Rabu, 24 September 2014

Obama Extends His YouTube War


A month after someone from the Islamic State in Iraq and al-Sham, or ISIS, uploaded a video of James Foley, an American freelance journalist, being beheaded, we awoke to the news that American warships, warplanes, and drones had unleashed a major air attack on targets inside Syria. That war-torn nation becomes the sixth Muslim country in eleven years that the United States military has bombed in its ongoing campaign against Islamic extremism. (Syria joins Iraq, Afghanistan, Pakistan, Yemen, and Somalia.) But this time it's a bit different: this is the first YouTube war.


To be sure, the U.S. Air Force was bombing targets inside Iraq before the videos of the murder of Foley and another American journalist, Steven Sotloff, were released. At that stage, the intention was to prevent the jihadi cutthroats from overrunning Erbil, the Kurdish capital, and massacring Yazidis. In public, anyway, there was little serious talk of extending the U.S. strikes to Syria, where ISIS (also known as ISIL or I.S.) is fighting against the forces of President Bashar al-Assad, who is supposed to be an enemy of the United States.


The videotaped executions changed everything. Most important, they dramatically altered American public opinion, which previously had been wary of any further U.S. military involvement. And so, there we were, a few weeks later, with Barack Obama, a President who for a long time vigorously opposed getting the United States involved in the Syrian morass, standing on the South Lawn of the White House and saying that last night, on his orders, the Pentagon had blitzed numerous targets in the north of the country.


On CNN, Gloria Borger described it as 'a legacy moment.' That might be bit of an exaggeration. But it was striking to watch the former anti-war candidate explain why he had unleashed a night of Donald Rumsfeld-style shock and awe. According to the Central Command, the assault included fourteen air strikes against ISIS facilities in and around the city of Raqqa, with forty-seven cruise-missile launches; a separate bombing raid, near Aleppo, targeted a different, and hitherto obscure, militant entity called the Khorasan Group, which, purely on the basis of its name, could easily be mistaken for a management consultancy or a private-equity firm.

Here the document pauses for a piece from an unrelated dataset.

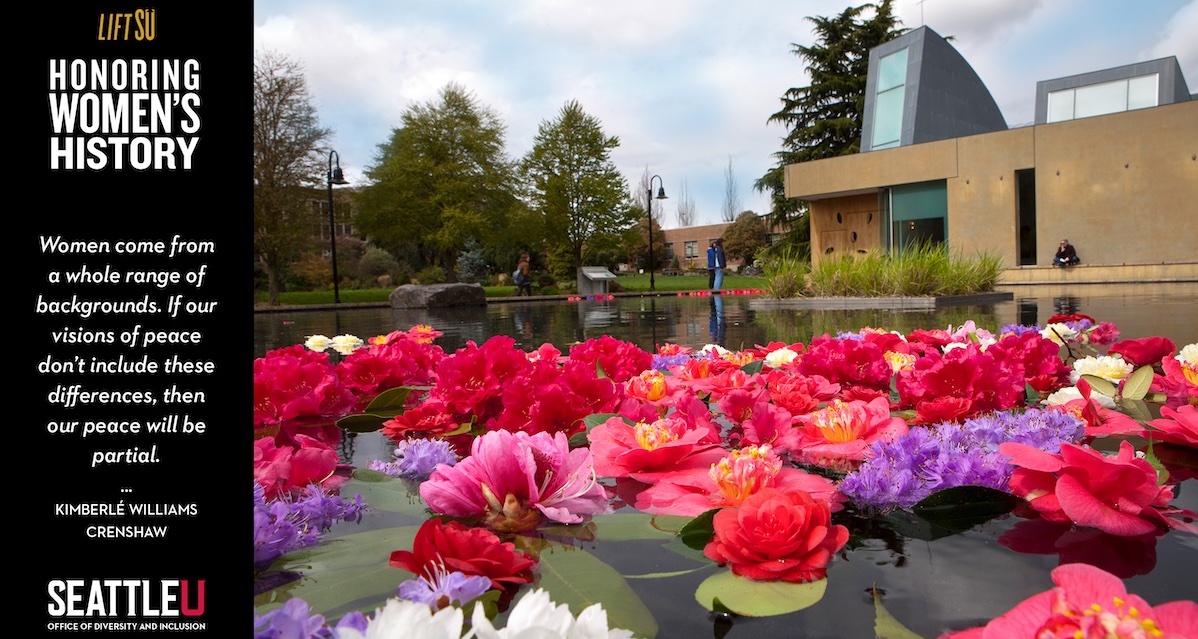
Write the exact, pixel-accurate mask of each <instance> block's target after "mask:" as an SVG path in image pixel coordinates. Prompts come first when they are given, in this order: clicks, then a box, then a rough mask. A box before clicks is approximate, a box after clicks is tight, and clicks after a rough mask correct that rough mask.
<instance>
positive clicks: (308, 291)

As expected, President Obama pointed to the participation of five Arab countries in the attack: Saudi Arabia, Jordan, Bahrain, the United Arab Emirates, and Qatar. Exactly what role these countries had played in the overnight raids wasn't yet clear. Still, Obama, promising in a speech on September 10th to 'degrade and ultimately destroy ISIS,' had said that he would put together a coalition, and here was the proof that he'd delivered on his pledge. 'The United States is proud to stand shoulder to shoulder with these nations,' he said. And he went on: 'The strength of this coalition makes it clear to the world that this is not America's fight alone.'


That's clearly true. If the onward march of ISIS were to continue, the cosseted Gulf monarchs, along with many less fortunate people in the Arab world, would be threatened. What's less clear is whether more Sunni nations, particularly Turkey and Egypt, will participate in the American-led war on ISIS, and, also, where the war goes from here.


In Iraq, the U.S. air raids appear to have slowed the advance of ISIS, but there's little sign yet of its opponents retaking ground. Next door in Syria, rebel forces have withstood three years of air attacks by the Syrian Air Force, and the situation is still a stalemate. The Pentagon's air capabilities are far more formidable than those available to Assad, but few people in the U.S. military expect air power alone to defeat ISIS.


That raises the question of who will do the ground fighting in Syria, and whether the U.S. will eventually reach a formal accommodation with Assad, an option that some military experts and adherents of realpolitik are quietly pushing. Obama, who for a long time has appeared to be sympathetic to the realist view of the world, didn't address this issue. Instead, he repeated his newfound enthusiasm for arming the 'moderate' Syrian rebels, saying that they were 'the best counterweight to ISIL and the Assad regime.'


Having approved the biggest and riskiest military escalation of his Presidency, Obama was wearing his game face. 'The over-all effort will take time,' he concluded. 'There will be challenges ahead. But we are going to do what's necessary to take the fight to this terrorist group.' With that, he headed for New York, and the United Nations General Assembly, where he will try to build more support for his war.